All their warmest woolen clothes got packed, of course, since Doctor Kendrick had warned that Montana winters were harsh. She added a box of books—including an autographed volume by Massachusetts-born poet Emily Dickinson—because he had said the winters were lonely. Only they wouldn't be quite so lonely now, she supposed.
Even less lonely than Doctor Ken-drick expected, actually. Because he would be getting a little more family than he was counting on. An additional son and daughter, to be precise.

The three of them left New Bedford a mere two days later, during which time Whit was never out of her sight. The trip across country by train as far as St. Louis, and by steamboat from St. Louis up the Missouri River to Fort Benton, was as fascinating as it was frightening.

It wasn't so much the change in terrain that made Molly realize the momentousness of what she had done. Although the terrain did change tremendously. The lush, tree-laden hills in the east flattened out into grassy rolling prairies. More telling was the size and number of the towns they encountered. As they traveled farther west, the settlements became fewer and farther between and grew smaller. Finally, they were no more than mere whistle-stops for wood and water tended by a single man. That was when it dawned on Molly that she had left the civilized world behind and was heading into the wilderness.

They were in bustling St. Louis only a single
day before the
Viola Belle
left on its journey up the Missouri. In contrast to the tiny Pullman sleeping car on the train, their accommodations on the steamboat more closely resembled those in a sumptuous hotel.

Molly had reserved one of the two staterooms aft, a spacious cabin with a four-poster bed, washstand, and built-in closet. A door with a curtained window in the upper half of it opened onto the deck, which ran completely around the boat.

They made about fifty miles the first day, at the end of which Molly saw her first Indian. He rode along the bank following the steamboat, practically naked on his pony. His posture was proud, erect—graceful and threatening at the same time. He was a Sioux, the captain told her, part of a tribe that expected them to be carrying flour and tobacco for tribute—tribute that wasn't on board. That night they anchored in midstream, and the captain left guards posted to keep a sharp lookout for attack.
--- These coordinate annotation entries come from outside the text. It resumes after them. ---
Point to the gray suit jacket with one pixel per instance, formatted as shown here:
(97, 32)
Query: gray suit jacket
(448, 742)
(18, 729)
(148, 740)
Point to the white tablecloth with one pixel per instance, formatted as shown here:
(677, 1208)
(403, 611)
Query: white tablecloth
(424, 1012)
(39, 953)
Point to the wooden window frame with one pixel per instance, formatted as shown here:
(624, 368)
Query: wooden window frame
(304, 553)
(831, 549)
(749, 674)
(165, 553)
Molly didn't close her eyes all night, terrified of being killed in her sleep. The next morning, the sun dawned bright and hot, and it was as though the threat had never existed. That day she saw her first herd of huge,
shaggy buffalo, so vast they seemed to cover the entire prairie.
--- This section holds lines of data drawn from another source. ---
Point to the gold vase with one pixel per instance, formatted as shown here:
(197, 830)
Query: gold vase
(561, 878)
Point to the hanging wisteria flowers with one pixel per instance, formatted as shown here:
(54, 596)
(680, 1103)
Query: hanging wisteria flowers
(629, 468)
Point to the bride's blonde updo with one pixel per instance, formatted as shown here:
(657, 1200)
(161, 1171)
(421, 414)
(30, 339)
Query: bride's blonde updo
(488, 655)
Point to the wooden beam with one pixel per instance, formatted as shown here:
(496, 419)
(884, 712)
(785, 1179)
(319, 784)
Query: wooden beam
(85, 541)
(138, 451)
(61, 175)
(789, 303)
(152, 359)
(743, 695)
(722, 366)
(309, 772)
The places along the river had strange names—Rattlesnake Springs, Wolf Point, Alert Bend, Painted Woods, Devil's Race Ground, Mule's Head Landing, Osage Chute, Brickhouse Bend, Hole in the Wall, Elk Horn Prairie—all of which sounded as untamed as the land through which they traveled.
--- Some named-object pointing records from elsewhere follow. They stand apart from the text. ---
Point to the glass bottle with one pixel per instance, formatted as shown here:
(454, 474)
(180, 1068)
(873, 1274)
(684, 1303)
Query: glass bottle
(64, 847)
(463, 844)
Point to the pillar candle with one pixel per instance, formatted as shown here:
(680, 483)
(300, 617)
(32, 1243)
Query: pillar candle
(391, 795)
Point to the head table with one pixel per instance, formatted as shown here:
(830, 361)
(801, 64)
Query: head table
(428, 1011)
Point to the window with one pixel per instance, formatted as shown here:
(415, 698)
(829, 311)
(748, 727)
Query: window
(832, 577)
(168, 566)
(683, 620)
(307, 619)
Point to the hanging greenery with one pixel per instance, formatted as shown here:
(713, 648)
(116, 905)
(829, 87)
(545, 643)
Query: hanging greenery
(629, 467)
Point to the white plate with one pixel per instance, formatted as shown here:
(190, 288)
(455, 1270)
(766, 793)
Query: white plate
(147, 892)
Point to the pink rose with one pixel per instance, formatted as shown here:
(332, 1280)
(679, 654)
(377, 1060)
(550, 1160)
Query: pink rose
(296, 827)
In the towns where they tied up at night, she met army wives who told of their loneliness. She saw it for herself when they steamed past log cabins where solitary women sat barefoot in rockers with children on their laps. Molly began to have an inkling of the immense difference in the life she and her children could expect to have on the frontier. As the unknown became known, her trepidation increased. In all-too-short a time, their journey was at an end.